Beaucoup d’auteur·trice·s ont peur d’affronter leurs personnages. Il y a, en nous, beaucoup de personnages, il y en a mille! : des personnages extrêmes, violents, doux, des amoureux·se·s, des déçu·e·s. Lors du Plateau, on fait surgir ces personnages. Ces personnages que l’on a du mal à regarder en face, que l’on ne veut pas toujours entendre. Là, le personnage est devant moi et, ça me touche. Je ne suis plus juste bouleversé, je suis immergé dans ce personnage, et il me submerge.
LA MÉMOIRE COLLECTIVE POUR COMPOSER ET PARTAGER LE RÉCIT
«Chaque personnage est issu de milliers de personnages qui ont envie de raconter des choses, à travers nous.»
Avec le Plateau, c’est un personnage qui surgit instantanément, au-delà de moi. La mémoire collective est fondamentale.

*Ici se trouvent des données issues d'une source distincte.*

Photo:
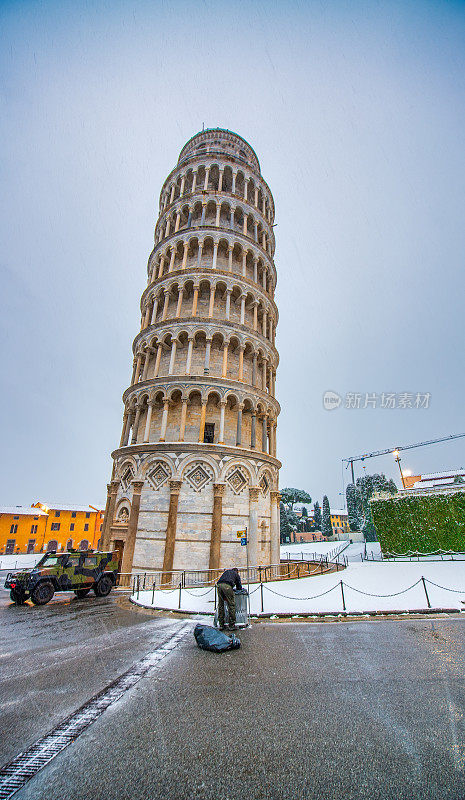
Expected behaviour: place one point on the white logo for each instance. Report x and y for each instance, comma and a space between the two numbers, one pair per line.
331, 400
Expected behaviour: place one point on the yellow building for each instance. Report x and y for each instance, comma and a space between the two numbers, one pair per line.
22, 529
71, 526
44, 527
340, 521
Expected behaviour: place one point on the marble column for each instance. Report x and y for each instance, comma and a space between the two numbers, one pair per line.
168, 558
253, 525
128, 553
215, 540
112, 491
275, 497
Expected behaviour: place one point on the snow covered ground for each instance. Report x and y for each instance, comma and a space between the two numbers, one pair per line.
365, 588
309, 549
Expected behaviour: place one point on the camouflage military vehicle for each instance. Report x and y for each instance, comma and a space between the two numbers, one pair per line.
77, 572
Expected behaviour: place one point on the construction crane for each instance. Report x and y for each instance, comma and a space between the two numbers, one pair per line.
395, 452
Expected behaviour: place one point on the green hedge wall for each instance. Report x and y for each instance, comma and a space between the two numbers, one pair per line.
420, 522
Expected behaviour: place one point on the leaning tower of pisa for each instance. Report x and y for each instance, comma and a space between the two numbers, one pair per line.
197, 457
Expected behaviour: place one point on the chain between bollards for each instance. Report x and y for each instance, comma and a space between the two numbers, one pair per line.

Chaque personnage est issu de milliers de personnages qui ont envie de raconter des choses, à travers nous. Ce qui m’a bouleversé lors du Plateau, ce sont ces objets qui ont leur propre vie, qui ont eu leur vie. Et à chacune, maintenant, de composer un récit avec ce qui a été ramené de je ne sais où, d’un passé millénaire ou d’un passé récent. Il y a, alors, une vraie connexion avec le personnage et une irrésistible envie de voir, d’observer, de vivre et de partager: comment cette histoire va être appréhendée par les autres…

LA FABRIQUE DES MONDES
LE RÉCIT, UNE COSMOGONIE COMMUNE
«Sans partage, il n’y a pas de récit.»
La Chambre Noire et le Plateau, partagés avec deux autres personnes, c’est un monde, un univers. Et il faut essayer, au-delà de la cosmogonie de chacun·e, essayer de comprendre, au-delà de nous réunir: ce que l’on peut partager. Avec les auteur·trice·s, j’aime partager, j’aime écouter, j’aime marcher avec eux.

ÉCRIRE EST UN DIALOGUE AVEC SOI-MÊME, À OUVRIR AVEC LES AUTRES.
«Il y a une forme de folie, une schizophrénie nécessaire dans la création.»
Sans folie, on fait des choses que tout le monde attend, que tout le monde veut. Cette folie est une schizophrénie. Écrire est un dialogue, que j’ai constamment avec moi-même, qui me permet de garder un équilibre. Pourquoi je ne trouve pas l’idée? Pourquoi je ne trouve pas la trajectoire du personnage? Pourquoi ? Parce que le problème est en moi, il n’est pas à l’extérieur. Il est toujours à l’intérieur de moi: le problème est dans ma tête et LA FABRIQUE DES MONDES agit exactement à cet endroit.
DÉPASSER SA PEUR POUR MOTIVER LE RÉCIT
«Avec LA FABRIQUE DES MONDES LA FABRIQUE DES MONDES, on se met à poil: on se jette à l’eau et nous nageons avec d’autres.»
J’avais une frousse terrible. J’ai toujours peur. Je crois que ça fait partie de ma nature. Et donc je suis obligé de me mettre à poil. Ah! On n’aime pas toujours son corps, on n’aime pas toujours qui on est. Et j’avoue que cette peur-là m’a motivé, parce que c’est comme quand on se jette à l’eau: j’étais obligé de nager et j’ai nagé avec les autres !

LA CONSTRUCTION D’UN RÉCIT EST UNE TRANSMISSION
«LA FABRIQUE DES MONDES génère une électricité cérébrale qui nous permet de nous raccorder aux autres et au récit.»
Je puise, au sein des dispositifs expérimentaux de LA FABRIQUE DES MONDES: des impressions, une forme d’électricité cérébrale qui me travaille, qui me parle et, qui me permet de me raccorder aux autres, de voir comment je peux transmettre l’énergie que j’ai pu en tirer. Parce que toute création est une question de transmission.